士庶之所以得以休养生息,依赖于“慈也、俭也、简也”。这三者对于治道而言,太珍贵了。但又不能刻意。刻意,不但不美,还往往难于达到初衷愿景,也即很难有真实的预期效果。船山认为汉代文、景二帝就是修炼这三个主题词的圣君,但他们与老赵比,多了一些刻意,所谓刻意,就是:对于“慈”而言,不过是心中存有“刑杀”之心,但姑且忍着;对于“俭”而言,不过是意中存有“厚实”之念,但勤奋用之;对于“简”而言,不过是眼中看着天下之动,而将权谋施之于后而已。
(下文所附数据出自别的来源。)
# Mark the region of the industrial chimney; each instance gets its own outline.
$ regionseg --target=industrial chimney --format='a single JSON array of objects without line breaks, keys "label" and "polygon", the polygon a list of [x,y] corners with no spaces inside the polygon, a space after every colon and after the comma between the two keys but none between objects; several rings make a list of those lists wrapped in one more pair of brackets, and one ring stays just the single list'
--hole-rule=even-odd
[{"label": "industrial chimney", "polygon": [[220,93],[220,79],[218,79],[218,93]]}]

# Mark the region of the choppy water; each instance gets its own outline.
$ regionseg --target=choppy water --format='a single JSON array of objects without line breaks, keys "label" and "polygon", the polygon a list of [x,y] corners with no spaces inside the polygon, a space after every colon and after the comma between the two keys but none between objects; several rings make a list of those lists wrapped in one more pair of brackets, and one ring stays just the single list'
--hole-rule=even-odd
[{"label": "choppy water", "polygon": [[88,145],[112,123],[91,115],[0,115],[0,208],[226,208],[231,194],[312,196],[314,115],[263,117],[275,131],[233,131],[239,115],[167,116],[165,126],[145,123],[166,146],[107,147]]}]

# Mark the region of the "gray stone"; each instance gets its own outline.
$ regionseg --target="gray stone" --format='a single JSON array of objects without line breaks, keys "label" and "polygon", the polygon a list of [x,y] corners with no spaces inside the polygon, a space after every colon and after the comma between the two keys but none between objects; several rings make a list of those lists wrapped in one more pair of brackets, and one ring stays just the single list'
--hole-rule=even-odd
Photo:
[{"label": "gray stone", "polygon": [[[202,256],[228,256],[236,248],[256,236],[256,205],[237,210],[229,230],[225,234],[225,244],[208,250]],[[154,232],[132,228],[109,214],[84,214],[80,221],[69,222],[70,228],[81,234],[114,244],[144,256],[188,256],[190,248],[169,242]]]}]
这是道家的法术。赵匡胤与此不同。他不懂儒学,但各类“异学”(法家、道家之术)却能不乱其心。他看到天命不恒定,有感于民生的艰难到了极点,非常想推演一个祥和天下。他看到了夷狄盗贼“毒民侮士”的习气,心有不安,所以厚待逊位的柴氏、收服的降王,让天下能暂缓喘息。
老赵是传统中国深得“保守主义”奥妙的政治家。
现代社会,受激进思潮影响,人们对这类“保守主义”多不理解,以为“改天换日”之类才是“英雄手段”。这是造就世相浮躁最重要的动因之一。经验传统,是人类积年沉淀的习惯与智慧。尊重经验,就是尊重先人,事实上也即等义于尊重自我——因为自我也会成为未来的经验传统。那种动辄“历史从我开始”的狂妄,给共同体演绎的苦难已经太多了。
宋太祖反求诸己,以静制动,在渐进过程中,不断化解五代以来的社会戾气,慢慢做成一个有道世界,但他又不去顶着“自尧自舜之名,以矜其美,而刻责于人”。考察他的言论,他不像唐太宗那样,喋喋不休地讨论“仁义”。他不说沽名钓誉的话,言出于内心之诚。考察他的事迹,他也不像汉文帝汉景帝那样,忍人之所不能忍,容人之所不能容,他不用忍,也不须容,那些该“忍”的事,他能泰然处置;那些该“容”的事,他能豁达面对;一切都是自然而然的过程。所以太祖赵匡胤的“宽容”并非有意“宽容”,而是本色存在。天下的纷乱之气,因为“我”之镇定而就绪为一种安静的秩序;天下的瓦解之势,因为“我”的真诚而变化为一种渐次的安定。这一切是怎么成就的?船山说:“无他,心之所居者本无纷歧,而行之自简也。简以行慈,则慈不为沽恩之惠;简以行俭,则俭不为贪吝之媒。”因为老赵没有可以求教的老师,就是有些小毛病,也不损伤他的大德;因为老赵没有可以仿效的对象,所以他能够达致圣人之情不必有文牍文本的复杂。五代以来的种种杀伐之气,残虐之道,在简洁、朴素、仁慈的善政中,渐损渐除,终于在近百年的乱世中慢慢推演为一个升平之世。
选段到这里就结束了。